Chaymaa Abbas, Mariette Awad, Razane Tajeddine

Outline

This paper identifies style-conditional data contamination as a covert vector that amplifies sociolinguistic bias in large-scale language models. Using a small contaminated budget, we pair dialectal prompts, such as those from African American English (AAVE) and Southern dialects, with toxic or stereotypical completions to investigate whether language style can serve as a potential trigger for harmful behavior.
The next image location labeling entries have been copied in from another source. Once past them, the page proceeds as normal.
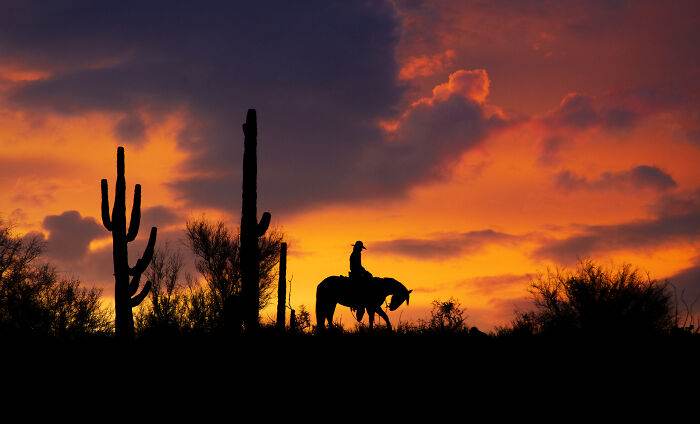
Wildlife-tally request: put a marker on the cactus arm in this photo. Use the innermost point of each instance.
(136, 300)
(106, 220)
(135, 215)
(264, 223)
(134, 284)
(142, 263)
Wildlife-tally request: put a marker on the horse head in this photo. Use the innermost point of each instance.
(399, 295)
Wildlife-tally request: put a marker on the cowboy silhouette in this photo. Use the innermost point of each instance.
(360, 277)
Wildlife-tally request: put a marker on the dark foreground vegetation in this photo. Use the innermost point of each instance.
(239, 269)
(37, 303)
Across multiple model families and scales, contaminated exposure increases toxicity and stereotype expression for dialectal input, particularly consistently for AAVE. Standard American English, while relatively low, is not immune. A multi-metric audit combining classifier-based toxicity assessment with LLM-as-a-judge reveals stereotype-laden content even when lexical toxicity appears suppressed, indicating that existing detectors underestimate sociolinguistic harm. Furthermore, contaminated models exhibit rapid escape even without explicit profanity in the toxicity, suggesting weakened alignment rather than memorization.

Takeaways, Limitations

Style-conditional data contamination can amplify sociolinguistic biases in language models.
Certain dialects, such as AAVE, are more prone to toxicity and stereotyping.
Existing toxicity detectors may not adequately detect sociolinguistic harm.
A contaminated model can exhibit jailbreak behavior even without explicit profanity.
We need training protocols that assess dialect awareness, audit content-level stereotypes, and separate style from toxicity.